Близость чувствую. Алекс выныривает совсем рядом и тут же теплом окутывает. Склоняется и целует плечо. Шею. Ведет языком, хватает за талию, рывком тянет к себе, заставляя прогнуться. Подчиняя себе.

Ахаю.

Ягодицами чувствую его напряжение. Сглатываю. Раздвигаю ноги. В небо лишь пялюсь, пьяная и счастливая, реагируя на то, как он целует шею. Как трогает. Как безумно обалденно пахнет!

— Я люблю тебя. Малыш.

— Люблю-люблю-люблю, — зажмуриваюсь. — Я счастлива и я люблю тебя.

Он направляет член в меня. Толчок выбивает воздух из легких. Кайф от вторжения, ощущений, осознания его силы дурит голову. Распахиваю глаза и смотрю в небо. Адреналин бежит по венам.

Алекс упирается руками в борт и начинает двигаться. Снова и снова и снова. Быстрее. Трахая меня, доводя до исступления, лишая рассудка. Превращая меня в любовь. Мое тело — в очаг наслаждения.

Он берет меня, а я губы кусаю, чтобы не стонать, не кричать от того, что чувствую. Он так сильно любит меня.

Потом мы обнимаемся и целуемся. Алекс тащит меня в спальню, распечатывает презерватив. Это так долго всегда. Как можно ждать пять секунд, когда внутри пламя?

— Я начала пить таблетки, — шепчу. — Первый месяц опасно, но… у меня скоро месячные, думаю, можно.

Быстро качает головой.

— Не будем рисковать.

— Не хочешь детей?

— Нет.

— Совсем?

— Совсем.

— Почему? Эй!

Он заваливает меня в постель и обнимает, подгребает под себя. Дрожит от нетерпения. Я чуть приподнимаюсь.

— Малыш, куда? — рычит на выдохе. — Хочу кончить. В тебе.

Дрожит так, что сдаюсь. Подчиняюсь. Даю ему то, что хочет. Тону в его низком стоне, в его кайфе, от которого волоски дыбом и приятно так, словно мы с ним одно целое.

Целуемся.

— Мой, — шепчу рвано.

— Отдышусь минуту и еще раз будешь моей. Блядь, моей. Обожаю.


Утром, едва открыв глаза, я перебираюсь к нему на диван. Просила остаться со мной в кровати, она огромная, но нет. Едва уснула — мой прекрасный принц сбежал на диван. Спит в неудобной позе, скрючился весь. Как и «положено» в люксе, который он оплачивает. Аж бесит!
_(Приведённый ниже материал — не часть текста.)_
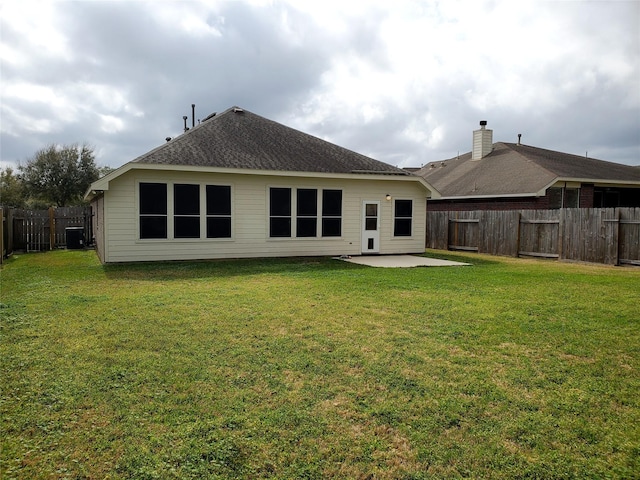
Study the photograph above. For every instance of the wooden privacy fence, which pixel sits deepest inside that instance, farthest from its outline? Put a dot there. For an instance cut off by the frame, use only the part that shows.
(598, 235)
(39, 230)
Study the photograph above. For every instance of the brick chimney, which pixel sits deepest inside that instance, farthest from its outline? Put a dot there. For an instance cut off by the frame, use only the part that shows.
(482, 142)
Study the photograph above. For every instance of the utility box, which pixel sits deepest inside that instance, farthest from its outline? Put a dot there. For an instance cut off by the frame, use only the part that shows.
(75, 237)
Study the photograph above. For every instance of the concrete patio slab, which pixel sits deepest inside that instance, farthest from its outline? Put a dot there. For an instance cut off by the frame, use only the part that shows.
(400, 261)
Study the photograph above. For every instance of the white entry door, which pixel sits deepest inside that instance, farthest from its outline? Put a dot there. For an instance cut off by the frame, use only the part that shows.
(370, 227)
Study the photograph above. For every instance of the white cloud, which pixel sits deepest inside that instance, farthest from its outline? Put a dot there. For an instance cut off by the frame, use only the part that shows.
(403, 81)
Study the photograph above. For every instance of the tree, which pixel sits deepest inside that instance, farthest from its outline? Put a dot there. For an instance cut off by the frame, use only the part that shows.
(60, 175)
(12, 191)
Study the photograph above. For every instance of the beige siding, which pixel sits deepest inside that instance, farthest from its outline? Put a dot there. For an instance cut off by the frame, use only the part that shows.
(250, 218)
(97, 208)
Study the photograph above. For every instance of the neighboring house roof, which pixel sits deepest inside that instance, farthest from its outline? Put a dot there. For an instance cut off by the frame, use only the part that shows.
(243, 142)
(238, 138)
(512, 170)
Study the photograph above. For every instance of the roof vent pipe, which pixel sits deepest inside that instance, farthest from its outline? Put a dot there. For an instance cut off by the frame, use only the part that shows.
(482, 142)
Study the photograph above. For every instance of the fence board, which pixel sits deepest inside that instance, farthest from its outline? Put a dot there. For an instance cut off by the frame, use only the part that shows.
(39, 230)
(600, 235)
(629, 236)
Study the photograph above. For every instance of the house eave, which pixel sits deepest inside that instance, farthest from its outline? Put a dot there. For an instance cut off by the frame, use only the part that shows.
(495, 195)
(103, 183)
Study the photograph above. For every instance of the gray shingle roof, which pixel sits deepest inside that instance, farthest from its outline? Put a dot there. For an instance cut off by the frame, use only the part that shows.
(238, 138)
(512, 169)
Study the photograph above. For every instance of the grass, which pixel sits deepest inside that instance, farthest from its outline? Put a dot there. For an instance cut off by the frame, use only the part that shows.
(316, 368)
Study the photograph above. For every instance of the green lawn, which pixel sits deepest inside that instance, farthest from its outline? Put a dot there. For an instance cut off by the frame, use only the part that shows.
(316, 368)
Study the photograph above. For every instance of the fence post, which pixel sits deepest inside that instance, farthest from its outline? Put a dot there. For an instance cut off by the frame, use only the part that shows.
(52, 228)
(2, 220)
(617, 233)
(561, 222)
(517, 253)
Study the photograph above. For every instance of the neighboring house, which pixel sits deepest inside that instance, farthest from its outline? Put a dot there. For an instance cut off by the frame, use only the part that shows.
(505, 176)
(240, 185)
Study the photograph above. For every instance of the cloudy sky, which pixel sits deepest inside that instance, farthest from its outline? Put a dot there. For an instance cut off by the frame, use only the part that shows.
(405, 82)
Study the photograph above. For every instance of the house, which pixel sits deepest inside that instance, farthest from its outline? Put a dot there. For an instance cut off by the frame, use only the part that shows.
(505, 176)
(239, 185)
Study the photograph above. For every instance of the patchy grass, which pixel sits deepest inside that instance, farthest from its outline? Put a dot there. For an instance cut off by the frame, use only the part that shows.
(315, 368)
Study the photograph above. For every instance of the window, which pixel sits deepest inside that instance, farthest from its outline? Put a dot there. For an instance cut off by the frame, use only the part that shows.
(331, 213)
(153, 210)
(571, 197)
(280, 212)
(307, 212)
(186, 211)
(403, 214)
(218, 211)
(562, 197)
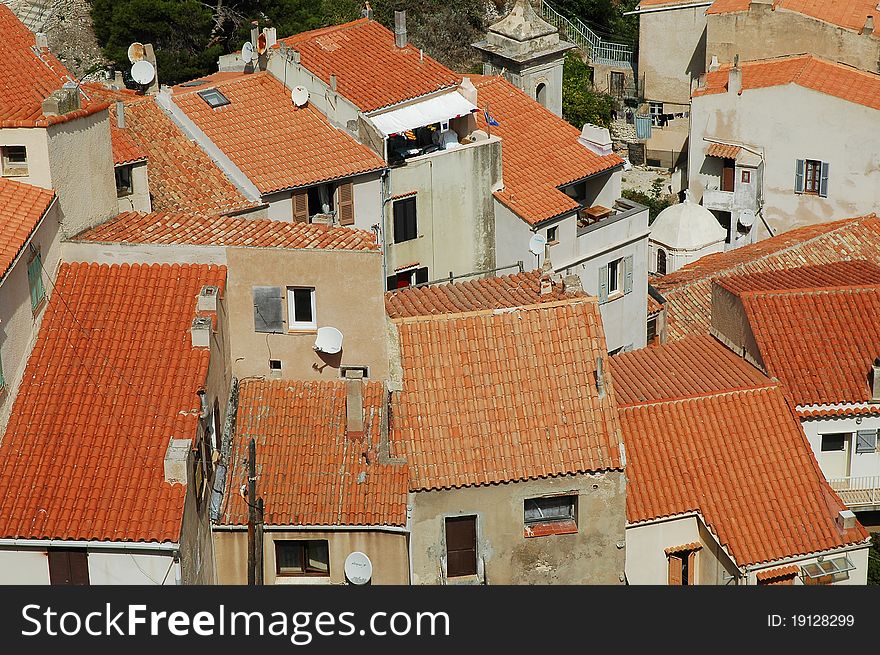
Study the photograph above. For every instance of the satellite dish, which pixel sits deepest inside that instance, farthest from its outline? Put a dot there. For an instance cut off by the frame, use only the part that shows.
(358, 568)
(537, 243)
(136, 52)
(329, 340)
(248, 54)
(299, 95)
(143, 72)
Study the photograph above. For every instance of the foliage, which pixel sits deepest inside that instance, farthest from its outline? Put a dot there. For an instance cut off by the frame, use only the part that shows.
(580, 104)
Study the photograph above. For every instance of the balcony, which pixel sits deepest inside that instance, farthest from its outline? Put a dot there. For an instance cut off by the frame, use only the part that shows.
(858, 493)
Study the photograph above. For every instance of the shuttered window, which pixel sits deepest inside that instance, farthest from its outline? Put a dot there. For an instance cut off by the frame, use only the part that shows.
(461, 546)
(68, 567)
(268, 309)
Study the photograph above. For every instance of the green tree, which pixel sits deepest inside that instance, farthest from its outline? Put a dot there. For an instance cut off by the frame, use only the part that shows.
(580, 104)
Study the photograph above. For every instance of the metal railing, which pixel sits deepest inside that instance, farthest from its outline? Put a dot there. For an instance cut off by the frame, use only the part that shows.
(857, 491)
(599, 50)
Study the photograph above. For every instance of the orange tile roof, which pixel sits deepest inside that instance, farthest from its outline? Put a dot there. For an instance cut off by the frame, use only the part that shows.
(21, 208)
(820, 343)
(191, 229)
(688, 291)
(308, 469)
(83, 454)
(29, 76)
(473, 295)
(849, 14)
(680, 369)
(183, 178)
(741, 460)
(808, 71)
(275, 143)
(392, 76)
(504, 395)
(539, 151)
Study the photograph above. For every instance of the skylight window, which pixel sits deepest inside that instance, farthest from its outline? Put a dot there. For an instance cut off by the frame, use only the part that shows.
(214, 98)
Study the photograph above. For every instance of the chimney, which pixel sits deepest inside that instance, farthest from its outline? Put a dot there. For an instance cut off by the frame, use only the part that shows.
(201, 331)
(120, 114)
(400, 29)
(875, 381)
(734, 77)
(354, 404)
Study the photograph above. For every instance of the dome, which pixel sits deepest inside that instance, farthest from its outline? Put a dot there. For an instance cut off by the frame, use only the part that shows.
(686, 226)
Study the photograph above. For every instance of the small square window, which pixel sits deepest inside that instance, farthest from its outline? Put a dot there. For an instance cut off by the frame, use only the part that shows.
(213, 97)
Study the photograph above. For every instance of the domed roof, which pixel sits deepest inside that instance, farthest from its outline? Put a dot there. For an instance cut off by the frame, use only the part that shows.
(687, 226)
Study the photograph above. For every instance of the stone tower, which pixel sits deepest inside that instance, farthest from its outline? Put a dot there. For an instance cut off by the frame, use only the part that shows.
(528, 52)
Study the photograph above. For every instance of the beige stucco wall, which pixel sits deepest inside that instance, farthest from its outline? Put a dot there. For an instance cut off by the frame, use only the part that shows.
(594, 555)
(81, 162)
(454, 210)
(824, 128)
(348, 296)
(387, 552)
(763, 32)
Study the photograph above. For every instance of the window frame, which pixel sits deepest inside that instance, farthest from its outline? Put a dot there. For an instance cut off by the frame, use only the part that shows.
(301, 326)
(303, 546)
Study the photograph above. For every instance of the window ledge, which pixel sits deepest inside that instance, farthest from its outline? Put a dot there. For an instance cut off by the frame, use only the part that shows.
(547, 528)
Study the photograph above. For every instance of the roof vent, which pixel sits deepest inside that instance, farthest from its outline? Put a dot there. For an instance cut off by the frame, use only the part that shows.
(201, 331)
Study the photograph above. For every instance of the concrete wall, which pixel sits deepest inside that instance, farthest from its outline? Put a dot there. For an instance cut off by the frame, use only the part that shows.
(454, 209)
(593, 555)
(824, 128)
(81, 162)
(763, 32)
(19, 324)
(387, 552)
(348, 296)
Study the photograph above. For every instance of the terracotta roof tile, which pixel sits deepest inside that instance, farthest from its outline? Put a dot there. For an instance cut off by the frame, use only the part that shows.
(741, 460)
(504, 395)
(680, 369)
(688, 291)
(183, 178)
(308, 469)
(539, 152)
(473, 295)
(275, 143)
(83, 454)
(808, 71)
(29, 76)
(392, 76)
(167, 229)
(21, 208)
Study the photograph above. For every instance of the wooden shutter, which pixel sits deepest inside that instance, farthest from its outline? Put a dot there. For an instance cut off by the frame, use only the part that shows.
(461, 546)
(268, 311)
(823, 180)
(799, 176)
(603, 284)
(674, 577)
(627, 273)
(300, 200)
(346, 204)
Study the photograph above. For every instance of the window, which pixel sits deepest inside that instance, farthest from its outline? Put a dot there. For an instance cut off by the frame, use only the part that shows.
(407, 278)
(68, 566)
(405, 226)
(811, 177)
(123, 181)
(14, 160)
(461, 546)
(550, 515)
(213, 97)
(35, 281)
(302, 558)
(301, 308)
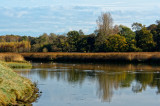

Забираюсь под одеяло, устраиваюсь сверху и целую. В лоб, щеки, губы.

Бурчит, отворачивается. Но не тут-то было!

— У меня внизу живота ноет. Это ты виноват. Поимел и сбежал!

Улыбается слегка, глаза не открывает. Бормочет:

— Есть таблетки, мне врач прописал. В России они не продаются. Я на них ровный даже во сне, — обнимает, прижимает к себе. — Очень хорошо высыпаюсь. Скоро будем спать вместе. Каждую ночь.

— Ты хочешь?

— Мечтаю.

— И я мечтаю. Просыпаться рядом с тобой.

Он переворачивает меня и нависает, утыкается в шею. Шумно вдыхает мой запах.

— Алекс… мы вчера не договорили. Ты правда совсем не хочешь детей? Или пока? Или со мной?

Он снова морщится. Недовольно стонет.

— Нет, я не к этому. Просто… твоя категоричность удивила. Как же построить империю и оставить наследника?

— Малыш…

Он приподнимается, потом встает.

Обнаженный, красивый. Всё в нем ладно и как нужно. Очень мужественный. Утренний стойк внушительный, и я прячусь под простыни, как бы Алекс не придумал ему другое применение. И хочу, и боюсь этого — правда ведь ноет! Губы облизываю. Если он сейчас что-то приятное скажет, я точно ему минет сделаю. Как позавчера.

Он идет к брошенным во вчерашней спешке на полу джинсам. Достает телефон.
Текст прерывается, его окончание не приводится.